Toutefois, tout au long du XXe siècle, et particulièrement dans les années d’après-guerre, plusieurs initiatives au Nord comme au Sud ont cherché à reconfigurer la profession elle-même, imaginant des formes d’organisation affranchies de leurs complicités avec certaines tendances capitalistes conduisant à la marchandisation et à l’individualisation de l’architecte-créateur. En Europe et ailleurs émergent ainsi plusieurs organisations coopératives (affichant bien souvent leurs affinités avec les partis et mouvements de gauche), au sein desquelles des architectes, des urbanistes, des paysagistes, des historien·nes, des artistes, des géographes, des économistes, des juristes et des sociologues se sont rassemblé·es pour tenter d’initier de nouvelles formes de pratiques transdisciplinaires. Selon les protagonistes initiant certaines de ces contre-pratiques, la recherche de nouvelles formes d’organisation n’était pas seulement une façon de remettre en question le système économique et productif dans lequel ils opéraient. Il s’agissait aussi d’un projet créatif en soi, reliant leurs différentes visions disciplinaires du changement et de l’action sociopolitique.

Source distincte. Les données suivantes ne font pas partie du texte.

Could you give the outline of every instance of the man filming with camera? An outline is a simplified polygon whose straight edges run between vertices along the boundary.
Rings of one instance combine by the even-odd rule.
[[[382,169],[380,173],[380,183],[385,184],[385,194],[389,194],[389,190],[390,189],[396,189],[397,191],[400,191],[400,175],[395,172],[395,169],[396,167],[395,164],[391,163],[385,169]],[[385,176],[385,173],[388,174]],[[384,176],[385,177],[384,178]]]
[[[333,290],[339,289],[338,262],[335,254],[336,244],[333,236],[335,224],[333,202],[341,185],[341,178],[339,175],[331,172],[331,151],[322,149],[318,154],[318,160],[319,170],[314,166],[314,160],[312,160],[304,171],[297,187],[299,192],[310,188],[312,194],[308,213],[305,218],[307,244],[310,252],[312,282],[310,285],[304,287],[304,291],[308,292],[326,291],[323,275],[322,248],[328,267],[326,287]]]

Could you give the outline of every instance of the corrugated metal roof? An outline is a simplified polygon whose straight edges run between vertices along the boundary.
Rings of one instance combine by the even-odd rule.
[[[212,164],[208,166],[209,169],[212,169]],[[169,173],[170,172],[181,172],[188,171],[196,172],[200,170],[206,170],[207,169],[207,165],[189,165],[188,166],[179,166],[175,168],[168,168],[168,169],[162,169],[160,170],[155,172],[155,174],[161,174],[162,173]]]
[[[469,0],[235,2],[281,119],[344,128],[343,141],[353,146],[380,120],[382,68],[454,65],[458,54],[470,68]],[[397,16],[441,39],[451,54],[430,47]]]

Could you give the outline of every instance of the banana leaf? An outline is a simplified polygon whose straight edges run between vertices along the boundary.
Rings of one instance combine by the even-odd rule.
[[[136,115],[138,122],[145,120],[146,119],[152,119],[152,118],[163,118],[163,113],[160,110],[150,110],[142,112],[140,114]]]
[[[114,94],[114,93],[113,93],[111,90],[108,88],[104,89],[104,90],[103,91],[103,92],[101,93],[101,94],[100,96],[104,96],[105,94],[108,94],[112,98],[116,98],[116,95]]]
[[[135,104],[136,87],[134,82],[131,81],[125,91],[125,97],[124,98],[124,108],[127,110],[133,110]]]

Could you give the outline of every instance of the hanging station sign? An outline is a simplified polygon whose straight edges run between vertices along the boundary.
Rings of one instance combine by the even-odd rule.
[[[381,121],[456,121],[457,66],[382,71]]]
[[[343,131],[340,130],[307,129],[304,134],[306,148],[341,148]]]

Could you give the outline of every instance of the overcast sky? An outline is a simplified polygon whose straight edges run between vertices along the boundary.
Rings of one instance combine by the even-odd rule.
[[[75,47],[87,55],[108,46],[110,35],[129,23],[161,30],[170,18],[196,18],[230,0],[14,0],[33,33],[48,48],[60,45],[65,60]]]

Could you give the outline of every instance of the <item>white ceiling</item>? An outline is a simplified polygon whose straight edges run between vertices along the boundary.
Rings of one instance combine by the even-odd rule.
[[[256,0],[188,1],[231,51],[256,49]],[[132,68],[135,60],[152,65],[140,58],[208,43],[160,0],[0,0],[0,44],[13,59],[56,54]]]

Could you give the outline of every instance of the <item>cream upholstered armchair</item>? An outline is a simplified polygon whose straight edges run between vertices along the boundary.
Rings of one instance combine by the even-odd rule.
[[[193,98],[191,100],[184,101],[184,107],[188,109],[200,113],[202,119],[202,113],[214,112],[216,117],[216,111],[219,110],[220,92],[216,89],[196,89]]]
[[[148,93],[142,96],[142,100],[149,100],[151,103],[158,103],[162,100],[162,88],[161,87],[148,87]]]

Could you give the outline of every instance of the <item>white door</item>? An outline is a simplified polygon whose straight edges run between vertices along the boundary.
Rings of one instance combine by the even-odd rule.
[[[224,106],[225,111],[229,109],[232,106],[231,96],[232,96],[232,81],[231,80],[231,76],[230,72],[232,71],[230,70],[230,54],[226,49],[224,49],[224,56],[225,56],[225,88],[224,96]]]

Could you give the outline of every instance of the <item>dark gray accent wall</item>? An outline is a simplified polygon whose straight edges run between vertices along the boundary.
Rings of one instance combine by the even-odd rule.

Si les moins politisées de ces formations professionnelles cherchaient à constituer une pratique du projet plus collective et multidisciplinaire, les plus radicales assumaient un rôle consultatif fondé sur la collaboration directe des architectes avec des professionnel·les issu·es d’autres disciplines, mais aussi de la société civile. On peut citer ici en exemple l’héritage de l’architecte, théoricien et ancien guérillero Sérgio Ferro et ses trajectoires croisées entre Amérique latine et Europe. Exilé du Brésil et arrivé en France à la fin des années 1960, Ferro a consacré tout son travail à un repositionnement de l’architecture dans le domaine de la production sociale à travers une critique de l’exploitation des travailleur·ses sur les chantiers de construction. Dans les années 1980, après la re-démocratisation du Brésil, le travail de Ferro en tant qu’architecte et théoricien a conceptuellement soutenu la formation de plusieurs assessorias técnicas (conseils techniques), comme l’USINA. Il s’agissait de groupes multidisciplinaires dans lesquels des architectes, mais aussi des avocat·es, des urbanistes et des sociologues, étaient associé·es avec ce qu’on appelle des « mouvements sociaux urbains » pour concevoir et construire collectivement des projets de logements dans le centre et la périphérie des villes comme São Paulo. Ces initiatives s’inscrivaient dans le cadre de programmes sociopolitiques plus larges, luttant contre le sans-abrisme et les violations des droits humains.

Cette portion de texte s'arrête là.